Career Development

Current Trends in Career Development

Career DevelopmentThe world of work has been changing rapidly in the last few decades due to new technology, changes in the organization of work, shifting requirements for worker knowledge and skill, and a global labor surplus (Herr & Cramer, 1996). All these changes affect the career development of individuals over the life span. Current trends for the area of career development include the following:

  1. Substantial changes will continue to occur in the occupational, economic, industrial, and social environ­ments and structures, and these changes will influence individual career development. For example, the use and sophistication of technology have increased dra­matically.
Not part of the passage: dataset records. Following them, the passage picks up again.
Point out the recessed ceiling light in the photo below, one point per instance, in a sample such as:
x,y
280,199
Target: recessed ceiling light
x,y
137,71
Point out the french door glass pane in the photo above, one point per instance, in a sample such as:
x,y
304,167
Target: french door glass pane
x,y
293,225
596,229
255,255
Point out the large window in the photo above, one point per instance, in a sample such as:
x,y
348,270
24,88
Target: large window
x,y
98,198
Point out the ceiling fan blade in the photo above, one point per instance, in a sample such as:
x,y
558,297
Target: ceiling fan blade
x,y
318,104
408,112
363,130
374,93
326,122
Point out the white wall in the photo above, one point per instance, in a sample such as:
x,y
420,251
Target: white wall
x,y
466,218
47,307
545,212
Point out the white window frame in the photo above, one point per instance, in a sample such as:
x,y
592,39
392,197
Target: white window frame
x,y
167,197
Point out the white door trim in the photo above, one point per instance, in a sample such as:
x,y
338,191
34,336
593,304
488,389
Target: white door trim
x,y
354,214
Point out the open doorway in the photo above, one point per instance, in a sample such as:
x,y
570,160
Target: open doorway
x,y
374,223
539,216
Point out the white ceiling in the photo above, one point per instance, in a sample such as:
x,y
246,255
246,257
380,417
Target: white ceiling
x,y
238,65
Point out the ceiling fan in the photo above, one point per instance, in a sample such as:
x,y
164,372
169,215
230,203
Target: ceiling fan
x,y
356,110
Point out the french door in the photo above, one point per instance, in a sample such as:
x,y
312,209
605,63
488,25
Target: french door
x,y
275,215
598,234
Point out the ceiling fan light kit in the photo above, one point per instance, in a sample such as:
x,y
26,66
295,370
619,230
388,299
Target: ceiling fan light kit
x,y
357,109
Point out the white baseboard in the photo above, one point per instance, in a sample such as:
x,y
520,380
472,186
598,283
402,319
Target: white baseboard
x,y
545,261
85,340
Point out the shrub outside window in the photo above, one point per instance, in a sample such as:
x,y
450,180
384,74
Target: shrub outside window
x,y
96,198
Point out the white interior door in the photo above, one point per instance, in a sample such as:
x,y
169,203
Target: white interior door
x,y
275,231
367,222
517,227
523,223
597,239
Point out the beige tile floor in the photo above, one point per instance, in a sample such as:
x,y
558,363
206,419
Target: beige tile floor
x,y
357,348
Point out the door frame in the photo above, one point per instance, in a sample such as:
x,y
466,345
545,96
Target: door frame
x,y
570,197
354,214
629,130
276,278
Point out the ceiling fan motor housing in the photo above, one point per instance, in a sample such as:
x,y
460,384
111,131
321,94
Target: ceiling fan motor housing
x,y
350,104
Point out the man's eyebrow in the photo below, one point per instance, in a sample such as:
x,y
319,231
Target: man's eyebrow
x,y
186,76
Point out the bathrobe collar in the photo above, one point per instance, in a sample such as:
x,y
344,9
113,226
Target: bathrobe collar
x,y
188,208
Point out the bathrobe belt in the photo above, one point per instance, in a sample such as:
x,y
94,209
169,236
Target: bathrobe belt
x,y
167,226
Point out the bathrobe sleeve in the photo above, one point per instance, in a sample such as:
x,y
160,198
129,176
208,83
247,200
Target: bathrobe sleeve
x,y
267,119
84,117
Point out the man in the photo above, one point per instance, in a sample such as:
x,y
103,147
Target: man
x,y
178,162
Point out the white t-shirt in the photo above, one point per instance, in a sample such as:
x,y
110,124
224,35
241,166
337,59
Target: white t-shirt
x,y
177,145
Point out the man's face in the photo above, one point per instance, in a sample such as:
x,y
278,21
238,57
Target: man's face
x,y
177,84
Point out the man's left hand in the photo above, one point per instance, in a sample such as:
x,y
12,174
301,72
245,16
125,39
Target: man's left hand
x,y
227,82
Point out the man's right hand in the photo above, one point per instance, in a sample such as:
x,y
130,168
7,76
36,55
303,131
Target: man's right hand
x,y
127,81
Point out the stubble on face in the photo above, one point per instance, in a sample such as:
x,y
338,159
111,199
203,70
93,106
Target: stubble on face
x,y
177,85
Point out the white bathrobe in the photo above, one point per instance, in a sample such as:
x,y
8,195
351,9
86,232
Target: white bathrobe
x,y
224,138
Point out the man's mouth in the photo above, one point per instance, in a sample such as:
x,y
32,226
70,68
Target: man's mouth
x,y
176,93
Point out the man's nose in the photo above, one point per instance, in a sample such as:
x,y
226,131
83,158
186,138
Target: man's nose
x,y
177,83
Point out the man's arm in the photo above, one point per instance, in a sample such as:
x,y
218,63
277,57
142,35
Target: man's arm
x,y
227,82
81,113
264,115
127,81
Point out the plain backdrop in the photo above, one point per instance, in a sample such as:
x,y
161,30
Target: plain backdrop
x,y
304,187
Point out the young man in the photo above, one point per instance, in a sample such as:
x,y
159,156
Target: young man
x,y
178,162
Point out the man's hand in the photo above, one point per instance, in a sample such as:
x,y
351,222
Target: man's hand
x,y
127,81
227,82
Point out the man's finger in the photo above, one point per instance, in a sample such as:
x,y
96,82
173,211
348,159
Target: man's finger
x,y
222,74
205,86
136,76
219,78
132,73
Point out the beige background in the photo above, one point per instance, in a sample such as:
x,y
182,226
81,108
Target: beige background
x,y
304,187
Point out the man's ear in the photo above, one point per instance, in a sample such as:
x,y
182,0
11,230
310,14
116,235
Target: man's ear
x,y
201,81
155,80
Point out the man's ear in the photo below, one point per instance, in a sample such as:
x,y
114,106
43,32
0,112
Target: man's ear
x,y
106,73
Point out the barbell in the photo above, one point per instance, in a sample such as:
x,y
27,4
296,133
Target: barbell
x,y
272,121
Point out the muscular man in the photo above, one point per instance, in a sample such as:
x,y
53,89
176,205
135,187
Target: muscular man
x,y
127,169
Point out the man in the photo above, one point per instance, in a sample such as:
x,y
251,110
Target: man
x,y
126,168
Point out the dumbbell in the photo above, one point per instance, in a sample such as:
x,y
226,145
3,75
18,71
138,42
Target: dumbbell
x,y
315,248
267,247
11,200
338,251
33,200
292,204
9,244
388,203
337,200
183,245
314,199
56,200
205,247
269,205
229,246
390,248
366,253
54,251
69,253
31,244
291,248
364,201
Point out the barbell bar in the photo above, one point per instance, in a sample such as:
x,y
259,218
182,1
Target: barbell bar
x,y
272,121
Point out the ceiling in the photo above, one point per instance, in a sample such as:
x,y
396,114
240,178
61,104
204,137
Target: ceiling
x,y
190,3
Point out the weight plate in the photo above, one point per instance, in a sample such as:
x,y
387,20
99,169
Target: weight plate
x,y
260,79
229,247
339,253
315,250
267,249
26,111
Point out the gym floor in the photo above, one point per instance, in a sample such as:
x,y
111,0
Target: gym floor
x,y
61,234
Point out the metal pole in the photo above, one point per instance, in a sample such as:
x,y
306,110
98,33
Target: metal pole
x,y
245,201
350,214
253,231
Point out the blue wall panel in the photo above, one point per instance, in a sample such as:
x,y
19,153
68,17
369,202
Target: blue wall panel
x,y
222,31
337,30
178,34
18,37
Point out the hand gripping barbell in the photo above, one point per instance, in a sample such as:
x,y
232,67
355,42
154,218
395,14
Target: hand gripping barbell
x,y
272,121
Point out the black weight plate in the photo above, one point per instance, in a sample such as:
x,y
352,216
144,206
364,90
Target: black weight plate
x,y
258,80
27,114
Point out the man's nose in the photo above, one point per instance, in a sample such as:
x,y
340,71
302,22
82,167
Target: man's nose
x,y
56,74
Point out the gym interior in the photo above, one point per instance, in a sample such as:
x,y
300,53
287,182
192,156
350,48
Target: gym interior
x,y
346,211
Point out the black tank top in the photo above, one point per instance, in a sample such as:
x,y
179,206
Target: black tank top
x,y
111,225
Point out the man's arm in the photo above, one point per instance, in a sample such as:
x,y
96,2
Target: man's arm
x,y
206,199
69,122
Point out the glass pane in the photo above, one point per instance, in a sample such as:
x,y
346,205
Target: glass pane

New jobs are created, and the need for other jobs is reduced or even eliminated, thus requiring more workers to change jobs or even move to another oc­cupational group.
  2. As job opportunities shift, there will be more par­ticipation in retraining programs.
  3. There is a greater need for a better educated work force. There are fewer opportunities for an unskilled work force because the jobs they do are done for less money in underdeveloped countries. A survey by the National Alliance of Business (1990) found that 64% of the companies responding were dissatisfied with the reading, writing, and reasoning skills of today’s enter­ing work force.
  4. Flexibility in work schedules (e.g., job sharing. part-time work) will likely increase, giving more options to workers with particular needs.
  5. There will be even greater attention to the career development of a more diverse population. The work force today includes more women, members of racial and ethnic groups, openly homosexual and bisexual in­dividuals, and persons with various types of disabilities.
  6. There is a greater awareness of the need to at­tend to career development issues across the life span.
  7. As the “baby boom” cohort approaches the tra­ditional retirement age, there is an increasing interest in research concerning the decision to retire. Although financial status is a critical factor in the decision to retire, physical limitations and health problems and psychological factors such as satisfaction with career attainment and anxieties about separation from the workplace also play a role.